Note that the model I am using is “gpt-4o” which is the latest model as of this writing. It was released the day before this post. I also did runs with “gpt-4” and “gpt-3.5-turbo.” The choice of model affects your prompt engineering. For example, the 3.5 model recognized fewer locations and I had to do work to the input text to increase it. (Example: I had to change “Kyiv” to “the city of Kyiv” to get it recognized.) The 4.0 model initially refused to identify coordinates, telling me to use an external geocoder. I didn’t fight that too much since gpt-4o was available. This model found all of the locations, geocoded them, and returned the GeoJSON. It also wrapped everything in Markdown, including the not-so-helpful text “Here are your results.” That’s why I included the specific formatting instructions.

So the main take-away here is that different prompt engineering will be needed for different models. That’s not surprising, given the nature of how vector embeddings work. This particular use case didn’t require a high degree of precision, so as long as it got most of the locations in the document and got close in terms of coordinates, it was successful.
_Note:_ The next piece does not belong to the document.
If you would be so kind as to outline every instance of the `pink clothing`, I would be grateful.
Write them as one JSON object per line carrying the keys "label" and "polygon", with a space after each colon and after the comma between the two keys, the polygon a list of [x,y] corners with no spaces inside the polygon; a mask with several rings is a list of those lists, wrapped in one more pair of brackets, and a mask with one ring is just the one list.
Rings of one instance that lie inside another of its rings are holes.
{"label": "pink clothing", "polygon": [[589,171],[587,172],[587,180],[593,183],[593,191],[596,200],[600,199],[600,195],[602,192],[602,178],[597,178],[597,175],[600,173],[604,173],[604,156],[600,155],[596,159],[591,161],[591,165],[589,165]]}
I haven’t tried anything yet that would rely on more precision, but I suspect it won’t take long to find the edges of reliability.

So here is the map of the locations returned by the API. You’ll notice London is gone. That is my fault because I left the byline out when I pasted the text into the text file.

So this experiment showed promising results. There is a place in geospatial workflows to use “AI” to automate many tasks beyond NER and the rapid advancement of pre-trained models is enabling more use cases all the time. If AI/ML is approached with realism, not with the breathless hype that the “AI” marketing machine has spun up, there is room for it in daily use.